Os procuradores federais também apontaram que, apesar da Instrução Normativa nº 10/10 prever um regime simplificado para renovação de registro de determinados medicamentos, a Anvisa solicitou exames para comprovação da eficácia terapêutica do PosDrink que não foram feitos pelo solicitante no prazo, o que ocasionou o indeferimento do pedido de renovação do registro do medicamento com base na Lei nº 6.360/76, que dispõe sobre a vigilância sanitária a que ficam sujeitos os medicamentos, drogas, insumos farmacêuticos e correlatos, cosméticos, saneantes e outros produtos.

Ainda segundo a AGU, não estando confirmado o atendimento aos requisitos da legislação sanitária para o medicamento, eventual atendimento ao pedido formulado pelo autor da ação poderia acarretar risco sanitário aos consumidores.

Precaução

A Advocacia-Geral defendeu, ainda, que a atuação da autarquia foi respaldada pelo princípio da precaução, de forma a evitar as práticas que coloquem em risco a saúde pública, bem como, no exercício regular do poder de polícia da Anvisa, responsável pelo controle sanitário.

O Juízo da 16ª Vara da Seção Judiciária do Distrito Federal acolheu os argumentos da AGU e julgou improcedente o pedido do laboratório, reconhecendo que “não tendo sido comprovada a segurança do produto, não se justifica o deferimento do pedido fundamentado na tradicionalidade da comercialização do medicamento, ainda que sem histórico de dano, vez que o avanço das pesquisas e tecnologia são ferramentas mais fidedignas para avaliar a segurança de determinado produto”.

A empresa recorreu ao TRF1, insistindo no direito à renovação do medicamento, mas a Quinta Turma negou provimento ao recurso por entender legítima a decisão administrativa que indeferiu o pedido do laboratório.
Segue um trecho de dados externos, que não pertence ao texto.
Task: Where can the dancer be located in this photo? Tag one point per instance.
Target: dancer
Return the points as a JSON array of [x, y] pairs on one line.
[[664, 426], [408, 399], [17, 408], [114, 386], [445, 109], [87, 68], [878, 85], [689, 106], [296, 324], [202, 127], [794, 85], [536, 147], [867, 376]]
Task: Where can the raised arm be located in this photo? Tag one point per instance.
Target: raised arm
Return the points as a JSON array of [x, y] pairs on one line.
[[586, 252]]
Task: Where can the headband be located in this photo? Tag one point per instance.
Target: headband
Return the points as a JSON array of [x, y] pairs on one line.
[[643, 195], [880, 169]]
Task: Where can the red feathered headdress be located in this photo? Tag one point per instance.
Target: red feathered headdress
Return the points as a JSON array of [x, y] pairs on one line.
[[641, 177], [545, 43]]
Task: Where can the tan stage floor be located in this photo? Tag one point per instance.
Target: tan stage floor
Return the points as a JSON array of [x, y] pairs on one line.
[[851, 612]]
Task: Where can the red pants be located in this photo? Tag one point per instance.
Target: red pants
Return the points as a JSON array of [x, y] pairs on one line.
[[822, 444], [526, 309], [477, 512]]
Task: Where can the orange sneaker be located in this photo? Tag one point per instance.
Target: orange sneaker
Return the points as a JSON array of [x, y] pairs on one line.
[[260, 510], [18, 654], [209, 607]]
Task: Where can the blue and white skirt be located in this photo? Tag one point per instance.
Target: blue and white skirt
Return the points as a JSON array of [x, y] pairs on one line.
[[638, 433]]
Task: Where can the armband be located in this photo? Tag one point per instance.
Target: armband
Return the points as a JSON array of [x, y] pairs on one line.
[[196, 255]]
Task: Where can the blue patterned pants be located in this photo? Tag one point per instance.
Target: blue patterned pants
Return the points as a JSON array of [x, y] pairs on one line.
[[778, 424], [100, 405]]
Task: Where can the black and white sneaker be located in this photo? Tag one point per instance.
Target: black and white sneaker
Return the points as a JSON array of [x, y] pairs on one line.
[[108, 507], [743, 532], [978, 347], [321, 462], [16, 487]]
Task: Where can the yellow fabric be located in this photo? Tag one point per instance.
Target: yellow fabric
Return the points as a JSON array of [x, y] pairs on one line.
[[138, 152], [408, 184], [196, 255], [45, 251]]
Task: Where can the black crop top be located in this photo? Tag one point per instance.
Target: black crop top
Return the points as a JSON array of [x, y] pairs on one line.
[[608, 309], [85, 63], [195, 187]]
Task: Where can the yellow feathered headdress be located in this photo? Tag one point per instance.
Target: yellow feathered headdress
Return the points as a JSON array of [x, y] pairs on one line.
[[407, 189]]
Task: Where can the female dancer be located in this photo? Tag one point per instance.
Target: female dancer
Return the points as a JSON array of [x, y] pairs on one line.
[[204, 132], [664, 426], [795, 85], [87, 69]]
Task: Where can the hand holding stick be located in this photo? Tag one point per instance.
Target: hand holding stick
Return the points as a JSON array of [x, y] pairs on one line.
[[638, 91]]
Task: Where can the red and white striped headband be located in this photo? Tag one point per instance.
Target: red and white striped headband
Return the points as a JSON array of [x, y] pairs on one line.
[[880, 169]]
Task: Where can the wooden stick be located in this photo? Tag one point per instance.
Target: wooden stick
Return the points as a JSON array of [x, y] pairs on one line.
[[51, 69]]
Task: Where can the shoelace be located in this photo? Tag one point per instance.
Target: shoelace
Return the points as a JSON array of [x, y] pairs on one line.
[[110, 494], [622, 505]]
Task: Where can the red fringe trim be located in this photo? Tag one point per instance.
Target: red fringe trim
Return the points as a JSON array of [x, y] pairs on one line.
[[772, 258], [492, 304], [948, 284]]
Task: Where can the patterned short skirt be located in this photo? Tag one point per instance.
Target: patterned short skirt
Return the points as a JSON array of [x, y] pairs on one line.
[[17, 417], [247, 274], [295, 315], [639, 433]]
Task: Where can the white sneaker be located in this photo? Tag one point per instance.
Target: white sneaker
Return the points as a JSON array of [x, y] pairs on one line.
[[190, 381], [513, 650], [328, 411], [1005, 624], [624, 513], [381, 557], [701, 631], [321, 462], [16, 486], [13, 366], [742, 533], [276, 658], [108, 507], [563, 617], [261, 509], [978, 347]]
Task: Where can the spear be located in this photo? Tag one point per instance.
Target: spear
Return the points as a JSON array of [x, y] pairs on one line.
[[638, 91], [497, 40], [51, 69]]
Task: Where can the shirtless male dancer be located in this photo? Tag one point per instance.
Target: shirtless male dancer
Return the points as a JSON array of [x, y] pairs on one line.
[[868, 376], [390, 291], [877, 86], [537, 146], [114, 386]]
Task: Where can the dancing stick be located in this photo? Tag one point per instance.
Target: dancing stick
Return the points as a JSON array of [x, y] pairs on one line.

Para o tribunal, “a Anvisa não só pode, como deve, a qualquer tempo, determinar que o fabricante de um medicamento comprove que ele continua clínica e terapeuticamente seguro e eficaz, com vistas a resguardar a saúde pública, formulando, inclusive, novas exigências para essa finalidade, sem que isso implique em atuação arbitrária ou ilegal do referido órgão”.

A PRF1 e a PF/Anvisa são unidades da Procuradoria-Geral Federal (PGF), órgão da AGU.